Wayfinding: A Late Summer Koan


This morning I am acutely aware of the space in between things and what happens in that space as we transition from one thing to the next, like from sleeping to waking or from meditation to answering emails. By late morning my mind is buzzing with abundance- news of current events, lists of things needing to be done and questions that have no answers. I take refuge in the woods up the road, creating space to open to a larger perspective. As I start out on the path, I wonder: In what ways can we assimilate all the information that constantly bombards our senses? What helps us orient through change from a place of wholeness? How can we sort through the demands of life to hear and bring out the inner truth contained within our heart and soul? How can we live in reciprocity with the heart and soul of the world? How do we navigate the intensity and chaos of these times with our full presence?

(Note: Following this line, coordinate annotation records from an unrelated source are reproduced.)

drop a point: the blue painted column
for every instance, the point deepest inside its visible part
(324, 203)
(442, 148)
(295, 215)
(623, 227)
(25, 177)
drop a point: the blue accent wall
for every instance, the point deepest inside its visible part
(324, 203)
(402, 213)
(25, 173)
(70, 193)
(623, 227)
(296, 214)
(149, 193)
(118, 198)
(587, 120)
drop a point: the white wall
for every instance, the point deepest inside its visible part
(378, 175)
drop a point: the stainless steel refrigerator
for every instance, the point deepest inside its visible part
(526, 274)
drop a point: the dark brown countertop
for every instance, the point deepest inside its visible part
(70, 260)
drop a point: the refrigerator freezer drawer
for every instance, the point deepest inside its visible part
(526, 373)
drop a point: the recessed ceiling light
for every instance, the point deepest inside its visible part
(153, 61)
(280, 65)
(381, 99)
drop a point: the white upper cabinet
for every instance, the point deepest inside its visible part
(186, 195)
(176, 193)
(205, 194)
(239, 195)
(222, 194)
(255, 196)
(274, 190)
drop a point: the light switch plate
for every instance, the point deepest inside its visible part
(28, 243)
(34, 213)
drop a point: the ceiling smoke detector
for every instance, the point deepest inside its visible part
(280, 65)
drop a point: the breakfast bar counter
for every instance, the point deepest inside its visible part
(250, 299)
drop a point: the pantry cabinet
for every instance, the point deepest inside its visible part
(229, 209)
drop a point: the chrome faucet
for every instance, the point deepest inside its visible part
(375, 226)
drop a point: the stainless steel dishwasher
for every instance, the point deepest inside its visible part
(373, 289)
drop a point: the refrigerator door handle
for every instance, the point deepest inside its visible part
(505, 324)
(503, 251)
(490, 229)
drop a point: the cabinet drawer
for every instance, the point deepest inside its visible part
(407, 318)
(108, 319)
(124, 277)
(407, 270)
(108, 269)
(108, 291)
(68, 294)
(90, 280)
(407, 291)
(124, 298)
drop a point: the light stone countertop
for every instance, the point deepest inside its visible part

“… the genius of… navigation lies not in the particular but in the whole, the manner in
which all of these points of information come together in the mind of the wayfinder…
You only know where you are by knowing precisely where you have been and how you

got to where you are.” 1


The Myth of Beginnings and Endings


“Excuse me. Can you tell me if this path ends?” I pause and search for an answer. I have been hiking a maze of pathways through the dense vegetation of old growth woodlands for an hour and a half. By now, layers of ordinary reality have dissolved into the humid atmosphere and the boundary of my flesh has opened to include snake, blackberry, rosehip, bumble bee, moth, salal, raindrops, maple tree and more helping my linear mind release its grip and allowing it to become one with my heart, body, senses and environment. Her question registers like a Zen koan.